Lewis e Tolkien, dois grandes literários com opiniões cristãs diferentes.
ーThe A relação entre Tolkien e Lewis é uma relação apaixonada. Como qualquer conhecedor da vida dos dois escritores sabe, atingiu o seu clímax naquele passeio pela parte do Magdalen College chamada Addison's Walk, na Universidade de Oxford. Tolkien foi capaz de usar a sua paixão partilhada, o seu amor pela mitologia, como um veículo para mostrar a Lewis o caminho para Deus. É um momento belamente capturado num filme recente,"O Convertido Mais Relutante"sobre a vida de C. S. Lewis.
Mas depois aconteceram duas coisas. Por um lado, Lewis preferiu permanecer na Igreja de Inglaterra em vez da Igreja Católica "romana" do seu amigo e colega universitário. Por outro lado, movido pelo seu zelo apostólico, criou histórias que eram alegorias claras da fé, algo de que Tolkien não gostava. Também influenciou negativamente a sua amizade o casamento de Lewis com Joy Gresham, que Tolkien não via com bons olhos.
Tolkien tinha alguma relação relevante com outros escritores católicos?
ーIn o círculo de professores e escritores que costumavam encontrar-se em vários pubs de Oxford - os famosos Inklings - havia também Owen Barfield, cujo catolicismo ainda é objecto de debate. Ele pode ser considerado o fundador dos Inklings, o que seria suficiente para fazer dele um homem decisivo na vida de Tolkien.
Foi nestas reuniões dos Inklings que "O Senhor dos Anéis" começou a ser lido. Pode até ser que tenha sido aí que Tolkien se convenceu de que o agora famoso livro era digno de publicação.

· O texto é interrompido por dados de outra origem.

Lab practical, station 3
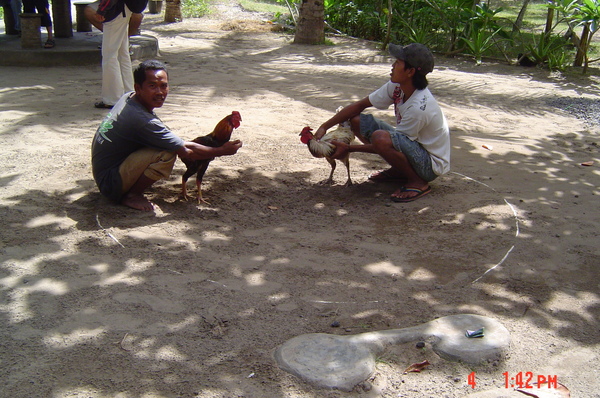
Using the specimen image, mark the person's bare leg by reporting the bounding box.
[129,12,144,36]
[371,130,429,199]
[121,175,156,211]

Verlyn Flieger, um dos mais renomados estudiosos do trabalho de Tolkien hoje em dia, investigou exaustivamente a possível influência de Barfield no trabalho de Tolkien e está a chegar a algumas conclusões bastante fortes. E não se pode negar que o catolicismo possa ter sido um elemento necessário para essa influência.

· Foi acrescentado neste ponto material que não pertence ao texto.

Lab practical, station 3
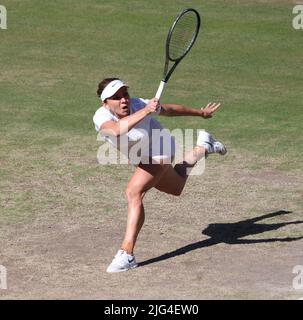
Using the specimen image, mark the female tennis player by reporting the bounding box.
[93,78,227,273]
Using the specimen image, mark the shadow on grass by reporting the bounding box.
[138,210,303,267]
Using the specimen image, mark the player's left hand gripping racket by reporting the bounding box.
[155,8,201,99]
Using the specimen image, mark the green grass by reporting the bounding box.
[0,0,303,223]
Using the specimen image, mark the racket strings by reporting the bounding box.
[169,12,198,61]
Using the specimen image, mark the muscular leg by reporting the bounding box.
[155,146,205,196]
[121,164,169,254]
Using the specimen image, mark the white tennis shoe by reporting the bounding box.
[106,250,138,273]
[197,130,227,155]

Nós católicos estamos muito marcados pelo início do Evangelho de João, e por essa primazia da Palavra. O Logos é a força motriz por detrás do trabalho de Tolkien. Não creio que haja qualquer caso em que uma história que é pura filologia tenha acabado por ser tão popular e, sobretudo, tão capaz de mudar a visão que os seus leitores têm da vida.